Notepad++ moving tagged text strings to excel

Question 1

I gave this another try and found an awfully more easy solution to just copy the stuff to Excel. I don't have Notepad++, but I do use PSPad occasionally if my IDE is not around. It offers pretty much the same features as Notepad++. Some things it does better and others it doesn't. The regex search is pretty good, and the search dialogue has a button that says Copy.

Find dialogue

I copied your file and used my regex from the other answer without the capture groups. We don't need them as it will copy the complete match. Remember the \b is a word boundary and not a real character that will be copied.

Copied search results

And voila, here we go. A list of names with their classification that should be easy enough to copy to Excel and split into columns there.

Question 2

Even if you manage to search/replace all those names with Notepad++, I don't know how you intend to copy them over to Excel but one by one. Since SO is mainly about programming, I'll provide a code solution. This is Perl, and if you don't know how it works or how to run it, do not despair. It's probably not your language of choice for Windows anyway.
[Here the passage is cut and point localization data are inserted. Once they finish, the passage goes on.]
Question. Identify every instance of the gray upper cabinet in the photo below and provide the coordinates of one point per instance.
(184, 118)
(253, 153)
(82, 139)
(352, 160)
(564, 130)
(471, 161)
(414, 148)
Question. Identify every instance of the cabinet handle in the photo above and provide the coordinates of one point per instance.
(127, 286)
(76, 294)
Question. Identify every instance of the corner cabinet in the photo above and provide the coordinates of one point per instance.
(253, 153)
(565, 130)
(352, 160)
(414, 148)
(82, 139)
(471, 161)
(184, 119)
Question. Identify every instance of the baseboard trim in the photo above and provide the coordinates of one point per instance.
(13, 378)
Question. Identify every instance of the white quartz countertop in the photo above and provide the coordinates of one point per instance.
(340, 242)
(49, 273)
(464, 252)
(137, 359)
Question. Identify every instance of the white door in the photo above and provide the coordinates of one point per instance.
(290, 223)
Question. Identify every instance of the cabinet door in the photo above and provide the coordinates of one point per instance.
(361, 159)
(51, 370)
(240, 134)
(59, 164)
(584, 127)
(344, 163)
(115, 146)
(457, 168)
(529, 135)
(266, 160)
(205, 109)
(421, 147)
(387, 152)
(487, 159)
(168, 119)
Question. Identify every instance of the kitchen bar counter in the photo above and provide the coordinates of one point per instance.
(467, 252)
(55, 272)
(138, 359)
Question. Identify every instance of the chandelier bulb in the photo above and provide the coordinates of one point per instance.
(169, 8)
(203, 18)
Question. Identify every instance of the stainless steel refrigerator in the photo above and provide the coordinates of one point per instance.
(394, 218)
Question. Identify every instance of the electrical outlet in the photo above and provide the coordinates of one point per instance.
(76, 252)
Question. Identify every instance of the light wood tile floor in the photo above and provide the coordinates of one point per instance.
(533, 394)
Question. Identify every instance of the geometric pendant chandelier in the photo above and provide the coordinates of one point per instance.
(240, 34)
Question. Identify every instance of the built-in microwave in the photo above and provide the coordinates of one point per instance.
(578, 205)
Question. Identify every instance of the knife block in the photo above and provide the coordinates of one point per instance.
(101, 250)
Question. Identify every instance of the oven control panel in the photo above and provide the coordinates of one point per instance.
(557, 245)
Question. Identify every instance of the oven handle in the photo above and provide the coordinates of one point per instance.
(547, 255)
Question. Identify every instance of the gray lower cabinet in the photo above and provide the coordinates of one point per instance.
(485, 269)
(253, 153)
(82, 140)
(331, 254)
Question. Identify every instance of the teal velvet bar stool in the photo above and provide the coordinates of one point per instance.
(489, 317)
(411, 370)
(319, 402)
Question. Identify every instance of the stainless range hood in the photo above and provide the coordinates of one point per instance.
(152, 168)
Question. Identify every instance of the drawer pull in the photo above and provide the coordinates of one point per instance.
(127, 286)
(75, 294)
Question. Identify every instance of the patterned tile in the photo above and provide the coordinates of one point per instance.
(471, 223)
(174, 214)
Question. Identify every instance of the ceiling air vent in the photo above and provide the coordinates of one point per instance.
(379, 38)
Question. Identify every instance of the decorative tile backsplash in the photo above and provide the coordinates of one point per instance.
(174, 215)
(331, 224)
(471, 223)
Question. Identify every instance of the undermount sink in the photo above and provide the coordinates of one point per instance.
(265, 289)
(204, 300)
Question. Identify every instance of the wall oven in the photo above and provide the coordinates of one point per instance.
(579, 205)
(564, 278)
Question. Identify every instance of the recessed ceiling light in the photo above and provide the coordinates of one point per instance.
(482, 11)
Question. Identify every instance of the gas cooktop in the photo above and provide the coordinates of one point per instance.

You can build this in any programming language really.

#!/usr/bin/perl
use strictures;
use Data::Dump;

my $counts;

while (my $row = <DATA>) {
  while ($row =~ m{\b(\w+)/([A-Z]+)}g) {
    $counts->{$2}->{$1}++;
  }
}

dd $counts;
__DATA__
This is the Showing forth of the Inquiry of Herodotus/PERSON of Halicarnassos/LOCATION,

Output for first paragraph:

{
  LOCATION => { Halicarnassos => 1 },
  ORGANIZATION => { Barbarians => 1, Hellenes => 1 },
  PERSON => { Herodotus => 1 },
}

Let's start with the __DATA__ section at the bottom. I've pasted your complete text file there, but omitted it here for practical reasons. Basically it just reads the file line by line in the first while loop. The second while loop applies a regular expression match to each line with the /g modifier, that lets the regex match multiple times. The pattern means:

NODE                     EXPLANATION
--------------------------------------------------------------------------------
  \b                       the boundary between a word char (\w) and
                           something that is not a word char
--------------------------------------------------------------------------------
  (                        group and capture to \1:
--------------------------------------------------------------------------------
    \w+                      word characters (a-z, A-Z, 0-9, _) (1 or
                             more times (matching the most amount
                             possible))
--------------------------------------------------------------------------------
  )                        end of \1
--------------------------------------------------------------------------------
  /                        '/'
--------------------------------------------------------------------------------
  (                        group and capture to \2:
--------------------------------------------------------------------------------
    [A-Z]+                   any character of: 'A' to 'Z' (1 or more
                             times (matching the most amount
                             possible))
--------------------------------------------------------------------------------
  )                        end of \2

The two capture groups (..) end up in the variables $1 and $2. For every word that is found, we put count a value in our data structure $counts. This is like a GROUP BY count in SQL. The first key ($2) is the type (PERSON, LOCATION...) and the second key is the actual word. The ++ operator increments by one.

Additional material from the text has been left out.